Philip Hensher: There is no logic to our treatment of Mehdi Kazemi

Thursday 13 March 2008 01:00 GMT

Let's make an effort and consider quite why the British authorities are resistant to Mehdi Kazemi's claim for political asylum. You can hear the argument. The world is full of difficult situations; the world is full of people whose lifestyle or convictions make existence hard in their native countries. A line, the officials will argue, has to be drawn somewhere.

If it becomes known that the UK has let one young Iranian homosexual stay in this country on the grounds that Iran hangs homosexuals, it will be said, then the country will be the target of all Iranian homosexuals seeking a more tolerant climate. And that will not be the end of it. Plenty of people live difficult lives. Women in large parts of the world endure oppression and limitation. In some cultures, they are at risk of enforced genital mutilation, for instance. In others, women known to have committed adultery will be targets for brutal judicial treatment. Should all such cases be permitted to enter the United Kingdom?

And, the officials will go on to argue, it is not just that the admission of one genuine case will open the floodgates for hundreds or thousands of other genuine cases. The knowledge that the UK will accept homosexuals under threat as asylum-seekers will, undoubtedly, encourage people who are not under any threat at all, and are not even homosexual, to claim that they are in order to take advantage of the UK's more liberal way of life and more successful economic prospects. How many people are there living in what we would consider oppressive political regimes who might be prepared to tell a lie about their sexuality if it would reliably gain them entry to the UK?

That is how the argument is going to run. But we're not talking about thousands of potential asylum seekers, or a situation that hasn't taken shape yet. We are talking, unfortunately, about one tragic and terrifying case, and about one 19-year-old who we are seriously proposing to send back to Iran, where he may very well be executed.

Mehdi Kazemi claimed asylum in 2005 after his lover was hanged in Tehran for homosexual acts. Before he was hanged, Mr Kazemi believes, his lover named him to the authorities. In any case, even if he did not, the Iranian authorities certainly know about him now. His appeal to the British authorities for asylum failed, and he fled to the Netherlands to seek asylum there. His claim failed once again, and as I write, he is expected to be returned to Britain. Subsequently, perhaps in the next 72 hours, he will be sent back to Iran to meet his fate.

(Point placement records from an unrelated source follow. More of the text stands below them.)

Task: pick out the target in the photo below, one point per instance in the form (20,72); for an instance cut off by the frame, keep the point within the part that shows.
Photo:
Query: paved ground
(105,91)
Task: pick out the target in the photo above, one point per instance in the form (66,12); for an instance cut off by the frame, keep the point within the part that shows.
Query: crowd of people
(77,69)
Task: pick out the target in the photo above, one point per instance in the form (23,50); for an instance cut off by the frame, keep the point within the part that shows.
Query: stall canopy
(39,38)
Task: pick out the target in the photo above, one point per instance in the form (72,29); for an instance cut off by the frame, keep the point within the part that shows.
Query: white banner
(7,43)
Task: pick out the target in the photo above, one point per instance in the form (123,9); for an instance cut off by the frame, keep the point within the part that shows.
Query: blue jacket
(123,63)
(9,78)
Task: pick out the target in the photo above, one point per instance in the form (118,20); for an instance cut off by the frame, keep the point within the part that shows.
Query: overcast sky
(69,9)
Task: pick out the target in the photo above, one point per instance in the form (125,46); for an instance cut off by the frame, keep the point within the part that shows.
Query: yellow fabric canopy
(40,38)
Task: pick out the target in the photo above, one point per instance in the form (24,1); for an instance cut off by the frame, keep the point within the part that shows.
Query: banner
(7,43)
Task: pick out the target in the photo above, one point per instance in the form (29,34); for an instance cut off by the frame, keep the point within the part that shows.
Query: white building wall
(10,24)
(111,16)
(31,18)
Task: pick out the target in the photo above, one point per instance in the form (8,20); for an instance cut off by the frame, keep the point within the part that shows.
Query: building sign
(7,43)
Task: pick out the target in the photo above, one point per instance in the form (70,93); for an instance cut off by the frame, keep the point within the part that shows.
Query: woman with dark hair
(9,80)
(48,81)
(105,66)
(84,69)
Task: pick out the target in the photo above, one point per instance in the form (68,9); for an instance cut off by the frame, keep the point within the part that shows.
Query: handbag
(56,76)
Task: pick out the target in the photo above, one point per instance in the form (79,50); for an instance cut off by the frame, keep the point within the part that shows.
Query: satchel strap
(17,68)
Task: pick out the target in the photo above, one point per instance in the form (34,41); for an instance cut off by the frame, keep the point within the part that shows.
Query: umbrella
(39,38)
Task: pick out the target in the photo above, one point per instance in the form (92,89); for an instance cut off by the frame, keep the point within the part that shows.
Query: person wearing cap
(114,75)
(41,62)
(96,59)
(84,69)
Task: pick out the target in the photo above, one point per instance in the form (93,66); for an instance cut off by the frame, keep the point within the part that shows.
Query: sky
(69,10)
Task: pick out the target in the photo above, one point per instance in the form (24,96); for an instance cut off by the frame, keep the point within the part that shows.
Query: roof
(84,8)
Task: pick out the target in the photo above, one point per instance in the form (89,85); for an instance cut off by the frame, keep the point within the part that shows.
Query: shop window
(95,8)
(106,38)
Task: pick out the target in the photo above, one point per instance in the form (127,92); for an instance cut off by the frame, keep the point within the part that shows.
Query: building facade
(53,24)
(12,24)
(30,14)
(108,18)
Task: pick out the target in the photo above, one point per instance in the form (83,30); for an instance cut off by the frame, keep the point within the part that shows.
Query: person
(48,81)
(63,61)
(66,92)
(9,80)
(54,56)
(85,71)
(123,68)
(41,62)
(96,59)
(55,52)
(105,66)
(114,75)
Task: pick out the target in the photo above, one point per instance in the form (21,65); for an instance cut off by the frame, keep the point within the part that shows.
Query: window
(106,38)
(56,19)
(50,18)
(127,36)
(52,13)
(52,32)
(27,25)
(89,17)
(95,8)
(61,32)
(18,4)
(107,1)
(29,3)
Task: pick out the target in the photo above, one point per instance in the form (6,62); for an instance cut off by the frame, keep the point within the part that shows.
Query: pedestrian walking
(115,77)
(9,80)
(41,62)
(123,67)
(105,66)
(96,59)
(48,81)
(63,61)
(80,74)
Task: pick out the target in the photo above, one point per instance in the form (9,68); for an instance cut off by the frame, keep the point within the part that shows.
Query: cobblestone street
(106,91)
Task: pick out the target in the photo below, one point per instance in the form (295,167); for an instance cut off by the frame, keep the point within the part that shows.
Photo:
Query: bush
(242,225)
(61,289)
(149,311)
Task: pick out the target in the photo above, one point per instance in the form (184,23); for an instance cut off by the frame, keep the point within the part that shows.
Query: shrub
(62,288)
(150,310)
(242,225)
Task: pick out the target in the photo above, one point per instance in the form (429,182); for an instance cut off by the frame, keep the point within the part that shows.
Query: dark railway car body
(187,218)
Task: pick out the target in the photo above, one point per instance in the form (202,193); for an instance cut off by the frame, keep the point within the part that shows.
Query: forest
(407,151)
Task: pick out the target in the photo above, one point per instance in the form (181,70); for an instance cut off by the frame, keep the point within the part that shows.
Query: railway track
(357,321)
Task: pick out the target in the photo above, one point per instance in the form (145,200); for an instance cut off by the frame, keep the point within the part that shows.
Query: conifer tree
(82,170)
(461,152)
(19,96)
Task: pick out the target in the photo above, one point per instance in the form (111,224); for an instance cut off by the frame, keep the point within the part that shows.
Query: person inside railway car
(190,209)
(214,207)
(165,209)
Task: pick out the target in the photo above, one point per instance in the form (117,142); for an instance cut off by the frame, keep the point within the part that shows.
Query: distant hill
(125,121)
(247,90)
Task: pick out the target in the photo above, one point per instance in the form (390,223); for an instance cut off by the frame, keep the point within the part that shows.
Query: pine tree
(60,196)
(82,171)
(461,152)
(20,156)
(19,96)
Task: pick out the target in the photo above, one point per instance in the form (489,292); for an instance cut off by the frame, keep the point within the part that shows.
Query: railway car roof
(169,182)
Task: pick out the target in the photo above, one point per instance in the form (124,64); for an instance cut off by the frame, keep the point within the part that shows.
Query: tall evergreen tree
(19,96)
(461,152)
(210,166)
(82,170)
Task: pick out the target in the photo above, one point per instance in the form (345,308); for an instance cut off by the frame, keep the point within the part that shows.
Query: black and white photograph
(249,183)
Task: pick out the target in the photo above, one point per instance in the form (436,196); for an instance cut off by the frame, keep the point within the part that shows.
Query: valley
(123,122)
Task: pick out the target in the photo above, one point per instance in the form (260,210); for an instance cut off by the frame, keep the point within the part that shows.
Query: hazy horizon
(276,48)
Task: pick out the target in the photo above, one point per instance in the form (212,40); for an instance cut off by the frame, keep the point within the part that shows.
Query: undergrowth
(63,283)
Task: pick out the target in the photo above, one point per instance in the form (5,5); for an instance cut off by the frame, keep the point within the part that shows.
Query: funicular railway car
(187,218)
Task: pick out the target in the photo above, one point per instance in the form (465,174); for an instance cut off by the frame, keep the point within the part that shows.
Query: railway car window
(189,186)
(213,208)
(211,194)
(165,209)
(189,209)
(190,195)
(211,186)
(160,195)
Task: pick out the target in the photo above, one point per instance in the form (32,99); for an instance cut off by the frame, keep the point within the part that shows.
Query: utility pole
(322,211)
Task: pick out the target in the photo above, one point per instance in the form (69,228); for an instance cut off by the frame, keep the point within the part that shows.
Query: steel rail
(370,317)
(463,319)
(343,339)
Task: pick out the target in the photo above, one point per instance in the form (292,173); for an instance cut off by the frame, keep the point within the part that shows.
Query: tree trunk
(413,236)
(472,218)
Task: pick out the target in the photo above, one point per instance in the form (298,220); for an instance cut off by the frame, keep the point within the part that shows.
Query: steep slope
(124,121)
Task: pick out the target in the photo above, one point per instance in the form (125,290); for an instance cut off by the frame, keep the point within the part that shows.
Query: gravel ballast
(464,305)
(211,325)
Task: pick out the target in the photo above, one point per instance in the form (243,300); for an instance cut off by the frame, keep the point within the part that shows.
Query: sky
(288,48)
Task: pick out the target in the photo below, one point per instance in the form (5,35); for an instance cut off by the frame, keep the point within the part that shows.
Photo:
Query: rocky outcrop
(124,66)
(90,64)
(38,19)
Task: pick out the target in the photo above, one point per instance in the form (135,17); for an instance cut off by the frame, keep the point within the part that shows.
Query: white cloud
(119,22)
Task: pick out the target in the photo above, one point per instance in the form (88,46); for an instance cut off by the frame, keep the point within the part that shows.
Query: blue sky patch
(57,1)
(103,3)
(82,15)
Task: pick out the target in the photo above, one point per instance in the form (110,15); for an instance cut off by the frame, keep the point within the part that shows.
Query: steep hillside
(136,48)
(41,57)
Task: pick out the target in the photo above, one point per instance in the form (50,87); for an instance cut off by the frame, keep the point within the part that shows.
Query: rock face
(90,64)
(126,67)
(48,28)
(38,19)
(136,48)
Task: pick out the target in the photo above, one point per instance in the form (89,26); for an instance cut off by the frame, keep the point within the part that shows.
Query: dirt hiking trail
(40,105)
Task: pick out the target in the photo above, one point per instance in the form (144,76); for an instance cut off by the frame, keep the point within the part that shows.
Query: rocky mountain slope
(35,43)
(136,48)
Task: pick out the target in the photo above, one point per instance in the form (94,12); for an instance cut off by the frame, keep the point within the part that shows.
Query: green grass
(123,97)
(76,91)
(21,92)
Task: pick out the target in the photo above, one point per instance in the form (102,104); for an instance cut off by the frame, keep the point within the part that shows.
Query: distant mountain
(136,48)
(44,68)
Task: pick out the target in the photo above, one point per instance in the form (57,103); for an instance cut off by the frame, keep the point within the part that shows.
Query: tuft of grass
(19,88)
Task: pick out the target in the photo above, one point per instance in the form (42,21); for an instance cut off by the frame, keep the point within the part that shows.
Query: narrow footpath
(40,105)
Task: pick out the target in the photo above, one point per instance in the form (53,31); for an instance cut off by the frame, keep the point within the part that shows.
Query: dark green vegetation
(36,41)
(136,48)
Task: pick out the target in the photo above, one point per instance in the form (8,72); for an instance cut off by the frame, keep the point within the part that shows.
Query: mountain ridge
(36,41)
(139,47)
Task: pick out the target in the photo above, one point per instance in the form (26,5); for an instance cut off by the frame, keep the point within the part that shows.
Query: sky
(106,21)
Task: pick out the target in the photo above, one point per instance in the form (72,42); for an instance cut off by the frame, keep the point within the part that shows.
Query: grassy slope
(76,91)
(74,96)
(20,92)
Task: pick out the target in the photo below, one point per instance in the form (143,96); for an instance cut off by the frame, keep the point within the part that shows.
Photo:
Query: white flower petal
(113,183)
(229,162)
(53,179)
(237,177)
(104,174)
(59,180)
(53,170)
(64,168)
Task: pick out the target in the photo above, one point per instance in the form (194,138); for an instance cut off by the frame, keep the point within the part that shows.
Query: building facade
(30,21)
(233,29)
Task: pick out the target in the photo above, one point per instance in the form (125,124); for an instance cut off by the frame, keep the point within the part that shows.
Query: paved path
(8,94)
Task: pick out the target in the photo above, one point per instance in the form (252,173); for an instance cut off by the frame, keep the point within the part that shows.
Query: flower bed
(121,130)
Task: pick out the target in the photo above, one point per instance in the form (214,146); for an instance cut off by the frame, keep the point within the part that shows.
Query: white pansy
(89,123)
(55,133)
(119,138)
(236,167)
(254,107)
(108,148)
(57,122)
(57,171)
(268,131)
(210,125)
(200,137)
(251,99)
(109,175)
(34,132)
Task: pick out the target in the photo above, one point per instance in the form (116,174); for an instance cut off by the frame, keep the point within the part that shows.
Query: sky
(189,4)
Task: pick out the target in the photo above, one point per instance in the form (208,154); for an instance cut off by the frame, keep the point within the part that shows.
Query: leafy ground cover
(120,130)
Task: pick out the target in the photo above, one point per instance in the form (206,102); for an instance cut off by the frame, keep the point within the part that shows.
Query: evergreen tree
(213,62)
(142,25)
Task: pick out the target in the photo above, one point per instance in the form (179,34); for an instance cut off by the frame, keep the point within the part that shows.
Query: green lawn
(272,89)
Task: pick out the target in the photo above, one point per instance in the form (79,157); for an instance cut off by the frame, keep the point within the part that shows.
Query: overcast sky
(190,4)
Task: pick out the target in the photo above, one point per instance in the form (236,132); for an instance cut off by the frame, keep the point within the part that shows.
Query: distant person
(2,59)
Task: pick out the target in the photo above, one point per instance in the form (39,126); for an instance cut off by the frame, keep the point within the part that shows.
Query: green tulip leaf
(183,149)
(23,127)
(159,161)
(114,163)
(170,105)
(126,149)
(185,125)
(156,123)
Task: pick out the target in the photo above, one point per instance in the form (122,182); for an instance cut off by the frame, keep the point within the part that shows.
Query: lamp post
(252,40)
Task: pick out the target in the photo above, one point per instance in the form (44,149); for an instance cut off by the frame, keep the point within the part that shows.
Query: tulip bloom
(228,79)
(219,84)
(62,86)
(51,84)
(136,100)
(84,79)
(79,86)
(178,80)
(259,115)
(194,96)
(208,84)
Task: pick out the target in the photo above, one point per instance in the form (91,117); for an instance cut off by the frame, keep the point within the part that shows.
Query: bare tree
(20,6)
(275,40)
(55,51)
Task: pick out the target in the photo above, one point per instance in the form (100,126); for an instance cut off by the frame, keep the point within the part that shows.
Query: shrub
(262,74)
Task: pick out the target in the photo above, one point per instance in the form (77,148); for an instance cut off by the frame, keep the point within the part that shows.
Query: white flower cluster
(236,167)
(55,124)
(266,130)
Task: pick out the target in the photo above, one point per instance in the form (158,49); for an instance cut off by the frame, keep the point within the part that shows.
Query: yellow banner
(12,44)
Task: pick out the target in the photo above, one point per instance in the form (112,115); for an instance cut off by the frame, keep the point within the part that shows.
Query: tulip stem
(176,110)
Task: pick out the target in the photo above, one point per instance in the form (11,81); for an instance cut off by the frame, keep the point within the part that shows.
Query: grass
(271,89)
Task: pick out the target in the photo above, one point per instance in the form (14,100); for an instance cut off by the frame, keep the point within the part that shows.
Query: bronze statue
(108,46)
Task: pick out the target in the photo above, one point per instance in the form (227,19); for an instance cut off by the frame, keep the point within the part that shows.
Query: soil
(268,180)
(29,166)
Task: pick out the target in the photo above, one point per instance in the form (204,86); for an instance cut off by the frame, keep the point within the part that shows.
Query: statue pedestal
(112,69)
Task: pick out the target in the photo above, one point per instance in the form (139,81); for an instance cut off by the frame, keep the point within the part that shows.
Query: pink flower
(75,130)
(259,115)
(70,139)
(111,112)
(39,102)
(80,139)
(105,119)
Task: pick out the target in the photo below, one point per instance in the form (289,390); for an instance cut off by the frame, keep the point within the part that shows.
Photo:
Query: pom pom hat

Homosexuals in Iran are treated in a number of ways. A remarkable television documentary a few weeks ago detailed the burgeoning sex-change industry in Iran. Under the encouragement of the mullahs, no distinction is made between heterosexual transsexuals and what we would see, clearly, as homosexuals with no desire to change their sex. A plain homosexual who is willing to accede to a sex-change is not treated as a criminal, but regarded as a transsexual. His sex will be altered, at what cost in human misery, the television documentary heartbreakingly chronicled. A homosexual who carries out homosexual acts is regarded as a criminal. He will be hanged.

The logic of the British authorities defies description. It seems incredible that they seriously suppose Mr Kazemi might put himself in the awful category of homosexual before the Iranian law in the hope that some Western country would accept him as an asylum-seeker. Is their argument that Mr Kazemi would not, in fact, face any danger if returned to Iran? That seems completely unjustified. Do they disbelieve his story, and think him an opportunistic chancer? That is so unlikely that we would like to know the evidence on which they have based their conclusion. Or are they merely worried that Mr Kazemi's case, even if completely genuine, even if refusal might lead to his brutal execution, would incite a great flood of genuine and bogus homosexual asylum-seekers from every corner of the world which the country could not cope with? Is it entirely impossible that Mr Kazemi's case has been dealt with by officials who regard a 19-year-old homosexual, and the state of homosexuality itself, with frank distaste? It seems more than likely.

The trouble is that Mr Kazemi is not, by now, a case or a precedent. He is a human being in a situation that we can thank God few of us will ever face. If the Home Office decide to send him back to Iran, they can congratulate themselves on having maintained their arbitrary rule about who does or does not qualify for asylum. Few of us, however, will congratulate ourselves on living, we discover, in a country whose officials hardly seem to notice any more when they have blood on their hands.